Y de lo que no es comercio electrónico también. Por ejemplo, las grandes cadenas de supermercados cada vez más realizan reparto a domicilio. Por ejemplo, Lidl, que es referente europeo, no lo hacía hasta ahora y ya lo hace. Desde luego, el ecommerce ha alcanzado una dimensión extraordinaria. Hemos pasado en España en muy poco tiempo de 100.000 a 2 millones de entregas diarias en picos de mayor actividad, como en época de Navidades. Cuando se habla de e-commerce se piensa, claro, en Amazon, pero existen empresas españolas en otro escalón que también venden mucho, como El Corte Inglés o PC Componentes. Hoy en día, si no tienes venta a domicilio tienes un problema. Por ello, cada vez toma más importancia el reparto. Cuando comenzaron a montarse las tiendas en internet la mayor preocupación era si funcionaba el carro de la compra, la tarjeta… Ahora, lo fundamental para que un cliente vuelva a comprar es el reparto. Como falles en la entrega dos veces, el 70% no va a volver a ti. La sociedad se ha acostumbrado a que algunos bienes se entreguen en menos de una hora. Es un movimiento imparable. No hay duda de que la clave del e-commerce es la última milla.

¿Y cuáles son los problemas logísticos que conlleva el reparto de última milla?

El problema logístico del reparto de última milla es la eficiencia, la optimización de los tiempos, de las rutas. Tenemos rutas en la que la media de reparto y recogidas diarias es de 80 y 90 paquetes. Para eso hay que tener muy claro por dónde ir. Cada 25 rutas contamos con la figura del Quality Service Manager, persona que gestiona ese equipo, proponiendo mejoras, rutas alternativas, haciendo rutas con los repartidores. Y luego están los problemas del día a día. Con Green Wheels, por ejemplo, podemos saber si le falta mucho a un tramo de reparto para enviar inmediatamente un vehículo adicional. 

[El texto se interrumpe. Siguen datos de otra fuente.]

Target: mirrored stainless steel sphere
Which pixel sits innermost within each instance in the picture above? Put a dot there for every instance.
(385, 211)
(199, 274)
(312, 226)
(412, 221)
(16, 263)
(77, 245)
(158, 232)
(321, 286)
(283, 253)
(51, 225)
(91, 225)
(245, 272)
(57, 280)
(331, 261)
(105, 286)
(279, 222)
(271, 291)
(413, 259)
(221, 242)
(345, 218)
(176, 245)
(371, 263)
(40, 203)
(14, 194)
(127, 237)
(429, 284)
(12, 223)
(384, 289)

Soy escéptico sobre si el cliente va a pagar, no creo que lo haga con el último tramo de la cadena logística”

¿Y cómo se afrontan los problemas de coste? Porque cada vez más el cliente final solicita la entrega en el mismo día, que sea gratuita, que sea personalizada…

Este es un sector de unos márgenes muy estrechos. Además, hemos apostado por unos vehículos que son más caros. Está el debate de si el cliente va a pagar por el reparto o no. Yo soy escéptico. No creo que en nosotros, que somos el último tramo de la cadena logística, redunde esa posibilidad. Yo sí que pediría a las administraciones, que nos ayuden, que no nos pongan trabas. Para repartir en algunas zonas de Madrid tenemos que pagar para que nuestros vehículos entren, tenemos limitados los horarios. Es importante que las administraciones no le den la espalda a la realidad de que cada vez hay más reparto a domicilio.

¿La inteligencia artificial es más futuro o ya presente en este tipo de reparto?

Para aplicar la inteligencia artificial a este campo lo que tienes que disponer es de una gran cantidad de datos. Registramos cada cosa que pasa. Kilómetros, combustibles, permisos, efectividad.. Eso queda en una gran piscina de datos. Y a partir de ahora, sí que intentaremos trabajar en la inteligencia artificial con todos esos datos disponibles. El IoT, el internet de las cosas, hace tiempo que ya lo utilizamos. Trabajamos en varios proyectos, en poder prever los comportamientos de determinadas zonas o barrios a la hora de recibir los paquetes, que seamos capaces de predecir cuándo hay que ir y cuándo no a determinados sitios, predecir el tiempo necesario de preparación para la entrega de un próximo paquete, y todo eso traducirlo en nuestras actividades diarias.